As you play through the game, you’ll gain experience that unlocks new weapons which have different stats and strengths, as well as currency that can be spent to customize each class with an impressively wide variety of gear and costumes. But of all the options, there is one class that stands out above the others as a more frustrating aspect of this enjoyable reckless game. The archer obviously uses a bow, often at the back of the fight, but doesn’t add much to the game for the other players. Being killed by an arrow feels cheap, while being staggered by one when fighting in melee feels unfair. Most multiplayer games have some kind of sniper class which is always incredibly popular and often controversial. The archer in Chivalry 2 falls into that category, but the game’s primary focus on melee makes it even more notable and annoying.
And that’s because melee combat is so much fun in this game. Winning or losing, there is frantic energy to the fights as you watch enemies and allies battle it out in the background to your battles, only to join you in the mud once they’re finished. Sometimes, a player loses a limb and keeps going. It’s an intense moment to remove a player’s arm and still have to block their riposte. Archers counteract that fun, taking you out of the glorious mess and having no reasonably immediate counter.
There are a couple of others that can turn a session of Chivalry 2 from an exciting brawl to a frustrating stalemate, but none are as painful as an opposing archer with his crosshair on you.

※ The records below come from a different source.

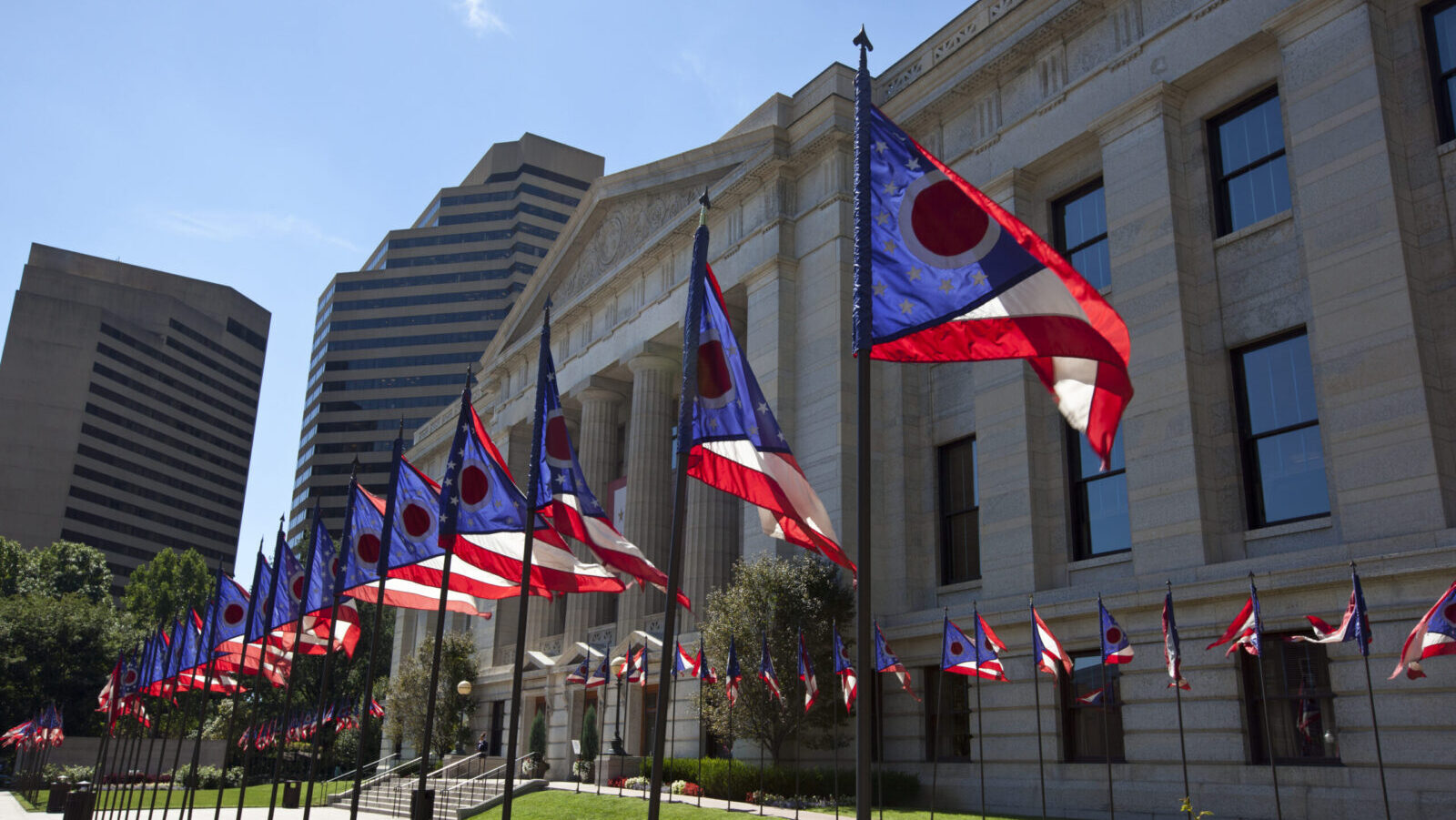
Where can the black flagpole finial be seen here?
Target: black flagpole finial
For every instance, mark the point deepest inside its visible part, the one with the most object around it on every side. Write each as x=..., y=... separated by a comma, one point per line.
x=864, y=40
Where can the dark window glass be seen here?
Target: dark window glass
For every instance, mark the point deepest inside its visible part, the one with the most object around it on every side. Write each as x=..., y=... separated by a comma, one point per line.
x=1249, y=164
x=1099, y=521
x=1441, y=55
x=960, y=513
x=1087, y=706
x=215, y=347
x=946, y=715
x=1279, y=426
x=1300, y=703
x=1082, y=233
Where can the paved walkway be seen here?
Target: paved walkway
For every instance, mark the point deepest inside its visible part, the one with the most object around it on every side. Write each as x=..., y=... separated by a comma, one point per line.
x=844, y=813
x=11, y=807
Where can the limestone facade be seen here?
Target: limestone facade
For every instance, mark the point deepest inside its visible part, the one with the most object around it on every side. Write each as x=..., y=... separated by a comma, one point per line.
x=1034, y=99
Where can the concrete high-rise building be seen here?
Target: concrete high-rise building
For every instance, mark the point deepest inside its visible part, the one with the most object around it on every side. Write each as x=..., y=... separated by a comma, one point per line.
x=127, y=408
x=392, y=341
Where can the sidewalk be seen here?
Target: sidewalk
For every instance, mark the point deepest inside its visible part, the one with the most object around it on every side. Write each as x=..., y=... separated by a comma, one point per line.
x=844, y=813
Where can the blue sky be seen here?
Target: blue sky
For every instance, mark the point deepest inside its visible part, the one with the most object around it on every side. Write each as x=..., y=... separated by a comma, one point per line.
x=269, y=145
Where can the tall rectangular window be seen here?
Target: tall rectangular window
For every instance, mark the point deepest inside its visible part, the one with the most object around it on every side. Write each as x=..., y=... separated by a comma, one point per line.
x=1087, y=705
x=1279, y=430
x=946, y=715
x=960, y=513
x=1300, y=704
x=1081, y=222
x=1099, y=521
x=1441, y=55
x=1251, y=178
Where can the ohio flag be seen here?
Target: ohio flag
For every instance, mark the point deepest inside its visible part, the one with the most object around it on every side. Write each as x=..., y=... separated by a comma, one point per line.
x=958, y=278
x=735, y=443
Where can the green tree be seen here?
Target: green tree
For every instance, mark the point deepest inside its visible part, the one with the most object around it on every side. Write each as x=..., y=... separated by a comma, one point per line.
x=66, y=567
x=165, y=586
x=590, y=742
x=15, y=564
x=778, y=596
x=410, y=691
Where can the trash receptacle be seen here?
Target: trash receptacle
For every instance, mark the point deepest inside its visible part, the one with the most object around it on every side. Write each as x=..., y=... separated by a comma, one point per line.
x=56, y=801
x=80, y=803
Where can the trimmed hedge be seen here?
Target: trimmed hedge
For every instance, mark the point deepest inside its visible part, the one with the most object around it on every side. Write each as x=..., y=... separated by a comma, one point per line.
x=733, y=779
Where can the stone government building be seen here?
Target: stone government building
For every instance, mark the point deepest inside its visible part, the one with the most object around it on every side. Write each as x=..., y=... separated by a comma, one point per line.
x=1261, y=189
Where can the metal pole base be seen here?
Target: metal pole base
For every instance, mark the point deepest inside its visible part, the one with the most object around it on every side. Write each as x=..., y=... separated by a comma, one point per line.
x=422, y=805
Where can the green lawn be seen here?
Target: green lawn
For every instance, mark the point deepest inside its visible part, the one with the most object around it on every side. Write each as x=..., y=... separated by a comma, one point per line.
x=206, y=798
x=553, y=805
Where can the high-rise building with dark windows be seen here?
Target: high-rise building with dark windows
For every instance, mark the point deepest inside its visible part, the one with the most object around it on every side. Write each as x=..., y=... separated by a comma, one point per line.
x=127, y=408
x=392, y=341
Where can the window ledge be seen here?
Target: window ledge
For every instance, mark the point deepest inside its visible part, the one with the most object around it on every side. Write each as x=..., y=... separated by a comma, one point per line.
x=1289, y=529
x=958, y=587
x=1103, y=560
x=1251, y=229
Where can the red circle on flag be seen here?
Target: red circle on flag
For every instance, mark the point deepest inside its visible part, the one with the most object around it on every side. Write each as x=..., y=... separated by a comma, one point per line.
x=713, y=378
x=368, y=548
x=943, y=226
x=473, y=485
x=233, y=613
x=417, y=521
x=558, y=441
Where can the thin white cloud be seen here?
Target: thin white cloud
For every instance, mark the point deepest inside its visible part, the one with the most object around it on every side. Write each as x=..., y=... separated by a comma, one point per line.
x=480, y=16
x=229, y=226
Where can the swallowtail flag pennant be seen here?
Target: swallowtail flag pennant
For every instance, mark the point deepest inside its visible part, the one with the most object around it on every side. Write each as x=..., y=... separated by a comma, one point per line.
x=1116, y=647
x=1047, y=648
x=1172, y=652
x=807, y=674
x=737, y=444
x=885, y=660
x=848, y=681
x=363, y=543
x=482, y=517
x=1433, y=635
x=564, y=497
x=733, y=676
x=958, y=278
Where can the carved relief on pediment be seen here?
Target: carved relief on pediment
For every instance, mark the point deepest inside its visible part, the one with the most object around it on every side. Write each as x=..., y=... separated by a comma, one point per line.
x=622, y=232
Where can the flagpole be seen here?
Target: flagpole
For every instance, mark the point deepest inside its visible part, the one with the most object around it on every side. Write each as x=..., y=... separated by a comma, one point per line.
x=1363, y=644
x=324, y=688
x=1183, y=744
x=1107, y=713
x=980, y=732
x=863, y=332
x=298, y=645
x=422, y=803
x=1036, y=689
x=382, y=570
x=242, y=670
x=528, y=542
x=1264, y=699
x=207, y=689
x=696, y=284
x=262, y=657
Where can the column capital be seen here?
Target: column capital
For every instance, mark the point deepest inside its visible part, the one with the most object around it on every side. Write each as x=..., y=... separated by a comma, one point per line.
x=652, y=356
x=602, y=390
x=1159, y=99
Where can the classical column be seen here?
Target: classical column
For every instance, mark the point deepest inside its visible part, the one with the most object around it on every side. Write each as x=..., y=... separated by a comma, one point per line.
x=597, y=449
x=650, y=471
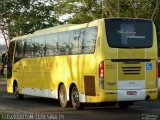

Respawning in the game is for the most part fine. You have to wait a slightly random about of time once you die before you can start again and charge once more into the breach. But, that slightly random nature to it plus the chaotic combat means that sometimes you can be stuck in a loop where you’re dead more than your alive, or at least it feels that way. This is mostly just bad luck, but after getting shot by an archer a couple of times before you even get to join the fight, it’s harder to just shrug off.
Like annoying are sometimes the objectives. While some maps just want you to duke it out with the other team until someone runs out of respawn tickets, others are objective-based where an attacking team attempts to push through several stages of the level while the defending team tries to stop them. For the most part, these objectives are perfectly easy to understand for anyone who has played multiplayer games before. Stand near this siege tower to push it towards the wall. Murder this specific character. Hold this area. Break these barricades. But some are a little more confusing, like the ones where you have to grab a burning torch and set blaze something or other. It’s a very minor issue, but sometimes you just have no idea what you’re meant to be doing.
Luckily, the combat in Chivalry 2 makes up for such confusion easily, and you can simply focus on killing the other team if you don’t know what you’re supposed to be doing. It’s fun, frantic, and only occasionally annoying, with enough depth to entice the experienced players and so much chaos for the more casual players to harass. Chivalry 2 builds upon a decade of innovation to create a new exciting entry in the online brawler that is sure to be as fondly played as the original beast.
Reviewed on PlayStation 5 (code provided by the publisher).
Products mentioned in this post
The links above are affiliate links. As an Amazon Associate, Wccftech.com may earn from qualifying purchases.
Chivalry 2 is a fantastic medieval multiplayer brawler created with care by the studio that first heralded the genre. Although there are a few missteps and issues here and there, you’ll have an absolute blast playing whether you’re a battle-hardened knight or a noob nave.
- Huge scale combat
- Loads of depth but can have just as much fun running in without any skill
- Loads of variety in maps
- Face hurtlingly funny animations and voice lines
- Why does there have to be archers?